At least one commit in any non-empty repository is special: its list of previous commit hash IDs is empty. That's the weird, slightly-special one we made as a sort of template initial commit, just to get it out of the way. That commit will ultimately be on every branch, as we'll see. Git calls this commit a (or the) root commit.

Git stores all of this stuff—the commit object, and all of its supporting objects—in the big all-objects database that makes up the bulk of almost all repositories.¹ This all-objects database is a simple key-value store with the hash IDs as the keys, so Git needs the hash ID to find a commit quickly. Hence we're going to have to memorize some hash IDs, although very soon, we'll see how we can avoid that.

Because each commit (except a root commit) holds at least one previous commit hash ID—and most hold exactly one—we only need to memorize the latest commit hash ID. Suppose we have a repository that has about eight commits in it. We'll assign uppercase letters to stand in for hash IDs, such as H for Hash, and draw one such commit like this:

<-H

That little arrow sticking out of the commit here, in this drawing, represents the stored hash ID in the metadata for commit H. That is, given the hash ID for H, Git can fish commit H out of the objects database (and quickly) and find inside it the hash ID of the previous commit. Let's call that commit G and draw it in:

        <-G <-H

Commit G, like H, is an ordinary commit, so it stores the hash ID of a still-earlier commit. Git can fish out this hash ID and use it to find that still-earlier commit:

... <-F <-G <-H

This goes on forever, or rather, until Git hits the very first commit ever: commit A, presumably. That's our root commit and it allows Git to stop working backwards.

Note that Git works backwards, starting from the last commit. We need to somehow memorize the hash ID of the latest commit. Hash IDs are ugly and impossible for humans to memorize, so what can we do here?

¹If you make a repository and put just a few tiny commits in it, then create millions of branch and tag names, the bulk of the repository consists of the names, instead of the commits. That's not at all normal but is the reason to weasel-word the statement for which this is a footnote.

Branch names memorize hash IDs for us

Instead of us memorizing the latest commit hash ID, why don't we store it in a file, or maybe even a simple key-value database? That's a great idea: let's have a database of names, like branch and tag names, and have each name store a hash ID.

If we define a branch name as "this thing holds the hash ID of the latest commit", and draw that in, we get:

...--F--G--H   <-- main

(assuming we're using branch name main). The name main holds H's hash ID, so H points to H, the way H points back to G, and G points back to F and so on. We get a little lazy about drawing the arrows from commit-to-commit, because they literally can't change. They're stored in the commit (in the metadata) and the commit is entirely read only. So if H points to G, this means H points to G forever. The arrows don't point forwards because we didn't know what H's hash ID would be when we made G. (The hash ID depends on everything, including those exact time stamps, and we don't know, when we make G, the time at which we'll make H in the future. We also don't know what G's ID will be, and the hash of H includes hashing the hash ID of G once it goes into H!)

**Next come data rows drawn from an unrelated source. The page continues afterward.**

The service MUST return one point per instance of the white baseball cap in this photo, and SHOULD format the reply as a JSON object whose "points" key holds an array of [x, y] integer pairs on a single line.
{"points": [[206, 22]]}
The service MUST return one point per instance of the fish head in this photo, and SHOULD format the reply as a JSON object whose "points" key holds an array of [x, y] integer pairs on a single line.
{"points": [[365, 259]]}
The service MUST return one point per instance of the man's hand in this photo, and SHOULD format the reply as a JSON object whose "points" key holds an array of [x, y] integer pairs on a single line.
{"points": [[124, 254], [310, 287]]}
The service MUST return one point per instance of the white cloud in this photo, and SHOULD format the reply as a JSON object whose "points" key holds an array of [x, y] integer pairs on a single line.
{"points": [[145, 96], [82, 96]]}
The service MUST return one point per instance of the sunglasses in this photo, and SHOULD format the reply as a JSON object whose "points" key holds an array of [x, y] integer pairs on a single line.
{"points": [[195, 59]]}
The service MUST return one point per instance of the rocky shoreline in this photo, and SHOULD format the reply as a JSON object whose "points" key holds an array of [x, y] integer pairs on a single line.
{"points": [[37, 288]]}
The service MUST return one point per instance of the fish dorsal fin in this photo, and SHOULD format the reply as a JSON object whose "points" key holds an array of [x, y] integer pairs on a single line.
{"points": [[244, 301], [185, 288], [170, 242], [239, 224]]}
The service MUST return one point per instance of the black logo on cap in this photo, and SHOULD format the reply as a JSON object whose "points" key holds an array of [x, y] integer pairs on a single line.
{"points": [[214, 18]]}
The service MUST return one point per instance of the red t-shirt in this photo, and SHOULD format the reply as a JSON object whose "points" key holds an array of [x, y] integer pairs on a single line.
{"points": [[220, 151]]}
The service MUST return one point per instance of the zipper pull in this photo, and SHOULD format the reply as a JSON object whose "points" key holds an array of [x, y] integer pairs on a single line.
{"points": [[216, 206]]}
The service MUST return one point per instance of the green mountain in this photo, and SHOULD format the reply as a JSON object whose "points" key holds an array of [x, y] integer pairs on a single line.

If we have more than one branch name, each such name points to some commit. So if we want to make a new name now, such as develop or feature or whatever, we pick some existing commit—probably H since it's the latest—and make the name point there:

...--G--H   <-- develop, main

Now we need a way to remember which name we're using. We'll have Git attach the special name HEAD to exactly one branch name, like this:

...--G--H   <-- develop, main (HEAD)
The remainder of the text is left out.